Workspace Blueprint

This document summarizes GoodData best practices and guidance related to GoodData platform workspace component. The document focuses on performance, scalability, and workspace’s footprint rather than on functional best practices.

Workspace Structure

GoodData workspace contains following components:

  • Logical Data Model (LDM) defines structure of the workspace’s data in terms of analytical model (facts and attributes).
  • Physical Data Model (PDM) is the underlying relational data storage (database tables). PDM is generated from the LDM whenever LDM changes are committed (MAQL SYNCHRONIZE command). 
  • Analytical Objects (for example dashboards, reports, metrics) define a PostgreSQL based workspace analytical experience, calculations etc. Execution of analytical objects retrieve data from the PDM and presents it to a user.  
  • Caches are database tables that keep intermediary query results for performance purposes. Caches that have not been used for more than 24 hours are garbage collected.

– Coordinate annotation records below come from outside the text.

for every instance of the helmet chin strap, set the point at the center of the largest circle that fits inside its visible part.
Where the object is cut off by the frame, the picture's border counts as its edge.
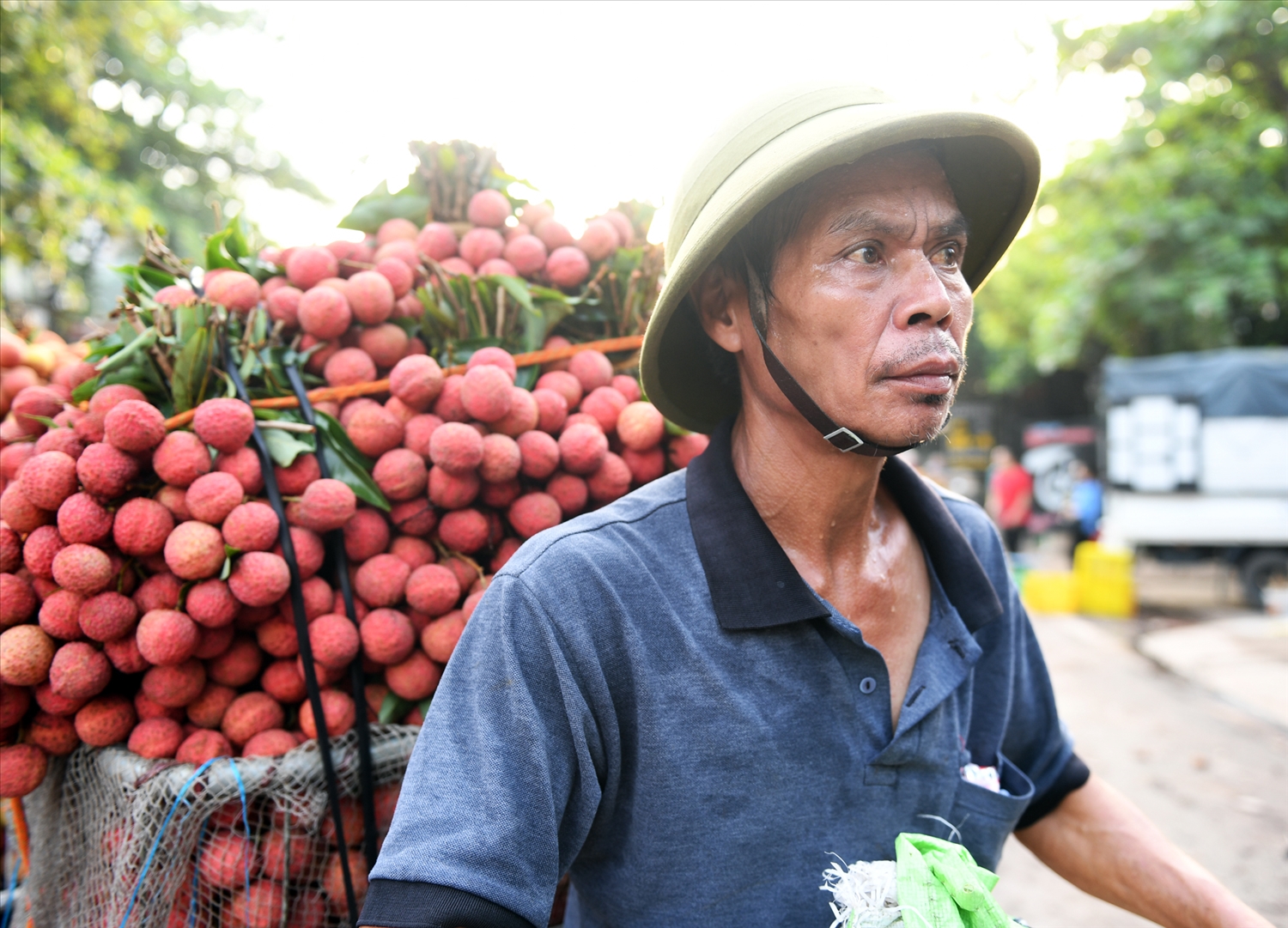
(839, 437)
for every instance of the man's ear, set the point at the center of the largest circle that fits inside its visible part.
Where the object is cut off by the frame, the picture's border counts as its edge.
(715, 295)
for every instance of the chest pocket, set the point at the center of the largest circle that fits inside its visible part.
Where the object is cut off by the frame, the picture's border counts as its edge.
(986, 817)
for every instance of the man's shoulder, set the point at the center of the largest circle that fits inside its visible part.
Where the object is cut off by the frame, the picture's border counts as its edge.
(653, 516)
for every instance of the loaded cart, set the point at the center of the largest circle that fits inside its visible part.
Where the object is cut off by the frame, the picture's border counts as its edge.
(245, 531)
(1197, 458)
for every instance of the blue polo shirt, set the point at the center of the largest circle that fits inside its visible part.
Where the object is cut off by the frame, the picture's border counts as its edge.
(651, 699)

Workspace provisioning requires a platform token that allocates resources (hardware nodes) for a specific platform tenant (e.g. GoodData customer). The token defines what and how many components (for example ADS, workspace, high performance workspace) a particular tenant can provision and on what HW resources these components will utilize. The token also describes a couple of important platform parameters (e.g. number of users per workspace, API requests rates allowed etc.).

The following sections provide guidance regarding these workspace components. 

Physical Data Model

PDM is automatically generated from the LDM. Attributes are represented by a separate table that contains a numeric attribute value (element ID) and all attribute labels (human readable values). Facts are represented as numeric columns in a fact table. Fact table maps to the LDM dataset and contains all the dataset’s facts as columns as well as foreign keys to all attribute tables (the foreign key uses the attribute element ID). 

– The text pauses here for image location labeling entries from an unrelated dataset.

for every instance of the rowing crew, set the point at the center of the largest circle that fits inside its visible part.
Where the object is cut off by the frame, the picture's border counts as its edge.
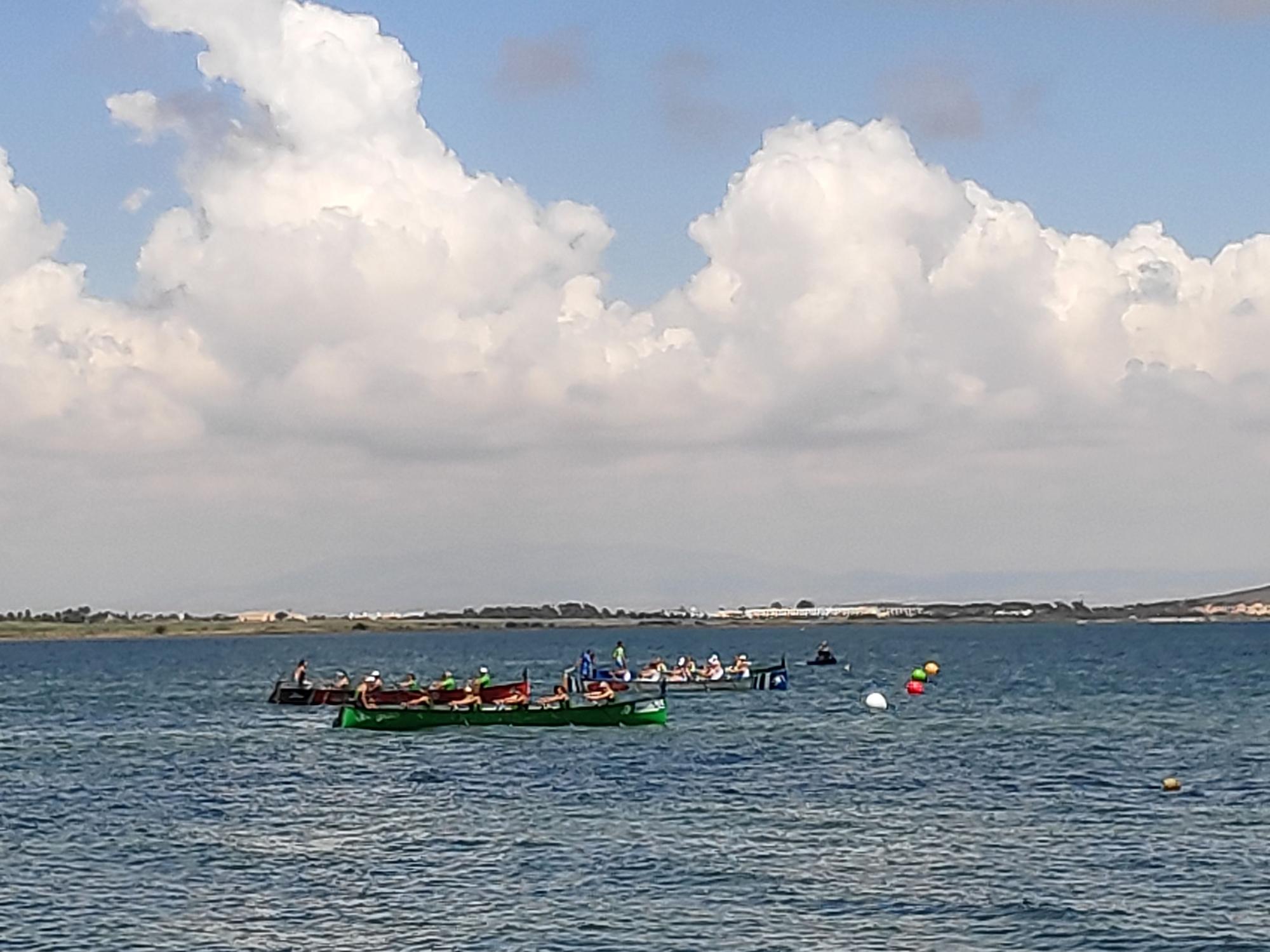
(375, 682)
(688, 670)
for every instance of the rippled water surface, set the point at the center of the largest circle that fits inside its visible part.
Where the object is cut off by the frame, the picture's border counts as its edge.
(152, 800)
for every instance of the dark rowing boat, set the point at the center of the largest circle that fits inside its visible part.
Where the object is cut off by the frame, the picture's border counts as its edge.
(314, 695)
(773, 678)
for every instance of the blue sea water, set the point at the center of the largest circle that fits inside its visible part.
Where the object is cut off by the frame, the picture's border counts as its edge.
(152, 800)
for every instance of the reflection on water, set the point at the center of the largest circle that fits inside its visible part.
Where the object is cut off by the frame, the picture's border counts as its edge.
(153, 802)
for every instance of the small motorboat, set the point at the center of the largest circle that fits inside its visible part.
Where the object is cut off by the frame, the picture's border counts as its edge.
(824, 657)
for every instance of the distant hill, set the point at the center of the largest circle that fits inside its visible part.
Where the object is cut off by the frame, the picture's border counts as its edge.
(1233, 598)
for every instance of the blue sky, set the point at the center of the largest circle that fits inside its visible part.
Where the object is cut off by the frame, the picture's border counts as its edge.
(1098, 116)
(878, 384)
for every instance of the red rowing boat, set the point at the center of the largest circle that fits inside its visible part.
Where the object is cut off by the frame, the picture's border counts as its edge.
(314, 695)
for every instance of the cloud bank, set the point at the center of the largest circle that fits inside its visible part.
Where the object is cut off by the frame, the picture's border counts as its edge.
(340, 279)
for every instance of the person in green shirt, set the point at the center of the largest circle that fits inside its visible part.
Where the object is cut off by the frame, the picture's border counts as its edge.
(446, 684)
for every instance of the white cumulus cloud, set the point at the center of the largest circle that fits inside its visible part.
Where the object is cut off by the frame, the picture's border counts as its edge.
(78, 373)
(137, 200)
(864, 326)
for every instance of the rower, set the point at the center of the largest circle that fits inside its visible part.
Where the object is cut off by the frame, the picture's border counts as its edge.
(446, 684)
(514, 699)
(740, 667)
(601, 694)
(558, 696)
(363, 692)
(471, 699)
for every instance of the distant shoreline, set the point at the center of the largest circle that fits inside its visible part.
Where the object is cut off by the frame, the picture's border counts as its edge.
(176, 630)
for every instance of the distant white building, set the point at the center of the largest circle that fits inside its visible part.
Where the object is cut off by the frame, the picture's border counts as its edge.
(261, 618)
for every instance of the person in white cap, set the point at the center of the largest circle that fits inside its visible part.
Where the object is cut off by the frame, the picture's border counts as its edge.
(363, 692)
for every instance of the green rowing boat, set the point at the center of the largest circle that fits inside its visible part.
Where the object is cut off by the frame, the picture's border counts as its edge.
(415, 719)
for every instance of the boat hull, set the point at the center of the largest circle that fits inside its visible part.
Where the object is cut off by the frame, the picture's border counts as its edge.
(775, 678)
(625, 714)
(313, 695)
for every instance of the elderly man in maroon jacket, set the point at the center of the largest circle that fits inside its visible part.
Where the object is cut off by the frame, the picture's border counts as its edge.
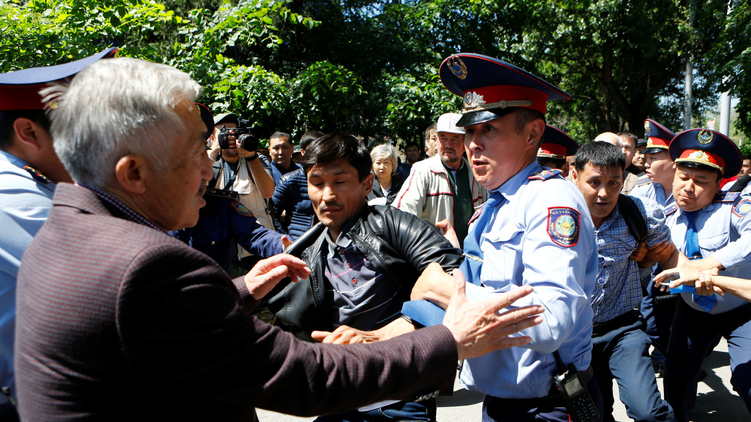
(119, 321)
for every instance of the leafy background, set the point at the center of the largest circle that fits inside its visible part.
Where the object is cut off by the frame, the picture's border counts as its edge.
(370, 67)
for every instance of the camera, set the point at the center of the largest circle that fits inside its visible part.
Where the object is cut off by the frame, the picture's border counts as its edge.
(242, 134)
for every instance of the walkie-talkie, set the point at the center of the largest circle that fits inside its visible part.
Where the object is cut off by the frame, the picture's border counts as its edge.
(574, 391)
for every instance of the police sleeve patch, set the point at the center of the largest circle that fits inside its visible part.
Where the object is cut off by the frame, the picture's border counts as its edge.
(742, 208)
(563, 226)
(242, 209)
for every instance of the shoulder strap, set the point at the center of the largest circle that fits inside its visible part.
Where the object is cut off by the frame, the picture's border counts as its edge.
(634, 219)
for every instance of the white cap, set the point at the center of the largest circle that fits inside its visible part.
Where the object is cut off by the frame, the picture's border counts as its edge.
(447, 123)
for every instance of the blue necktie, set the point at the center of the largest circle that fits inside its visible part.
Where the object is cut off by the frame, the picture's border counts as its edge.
(472, 253)
(693, 252)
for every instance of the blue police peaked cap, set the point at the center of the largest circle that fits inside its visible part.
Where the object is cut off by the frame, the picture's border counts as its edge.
(706, 149)
(492, 88)
(19, 90)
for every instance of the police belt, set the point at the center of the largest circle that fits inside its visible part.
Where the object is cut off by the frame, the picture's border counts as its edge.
(553, 394)
(620, 321)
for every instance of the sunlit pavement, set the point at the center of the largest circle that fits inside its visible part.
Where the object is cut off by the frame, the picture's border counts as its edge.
(716, 402)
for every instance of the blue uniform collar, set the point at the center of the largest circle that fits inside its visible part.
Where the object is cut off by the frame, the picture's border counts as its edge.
(23, 172)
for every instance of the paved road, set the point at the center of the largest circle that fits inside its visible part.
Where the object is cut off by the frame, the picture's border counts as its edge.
(717, 402)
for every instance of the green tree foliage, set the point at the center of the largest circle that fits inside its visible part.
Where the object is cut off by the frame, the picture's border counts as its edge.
(370, 67)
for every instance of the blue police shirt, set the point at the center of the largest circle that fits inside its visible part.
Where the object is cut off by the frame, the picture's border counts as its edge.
(522, 245)
(24, 206)
(618, 288)
(724, 231)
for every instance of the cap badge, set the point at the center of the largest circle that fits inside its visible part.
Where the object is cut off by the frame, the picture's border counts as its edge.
(700, 156)
(473, 100)
(458, 68)
(705, 136)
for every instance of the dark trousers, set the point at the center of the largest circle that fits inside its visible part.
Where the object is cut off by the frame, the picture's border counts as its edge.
(694, 335)
(620, 351)
(551, 408)
(658, 310)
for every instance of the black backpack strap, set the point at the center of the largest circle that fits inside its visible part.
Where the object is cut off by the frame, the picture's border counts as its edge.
(740, 184)
(634, 218)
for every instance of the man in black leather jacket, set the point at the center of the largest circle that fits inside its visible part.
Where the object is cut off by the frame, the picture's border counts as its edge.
(364, 261)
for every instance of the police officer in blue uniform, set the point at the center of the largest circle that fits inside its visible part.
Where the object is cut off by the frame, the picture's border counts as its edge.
(652, 185)
(225, 222)
(657, 307)
(555, 147)
(534, 230)
(713, 228)
(29, 171)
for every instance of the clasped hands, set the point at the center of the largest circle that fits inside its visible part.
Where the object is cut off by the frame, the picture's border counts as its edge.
(478, 327)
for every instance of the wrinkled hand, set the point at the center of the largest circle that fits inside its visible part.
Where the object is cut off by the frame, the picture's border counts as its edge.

GoodData Extensible Analytical Engine (aka XAE) performs all analytical operations with facts, attribute element IDs and attribute labels (in case of the LIKE operator). It adds human readable attribute labels at the very last step before it sends the data to UI. Most analytical filters reference attribute element IDs.

As you can see, every reference (arrow) in the LDM adds one SQL join to a report SQL query. Table joins are the most expensive database operations. So it is recommended to create as flat an LDM as possible.

GoodData XAE is currently implemented on top of two DBMSes: PostgreSQL and Vertica.

PostgreSQL Workspaces

PostgreSQL is mature row-based DBMS implementation that scales well to many concurrent users and table counts.

As any row-based RDBMS it needs to read the whole table content (all columns) even when a query uses only few table columns.

A typical GoodData report uses only few columns out of many. The LDM to PDM mapping outlined above makes a lot of sense here as all attribute values (labels) are separated to the attribute table. This reduces the fact table size and makes the table scan faster.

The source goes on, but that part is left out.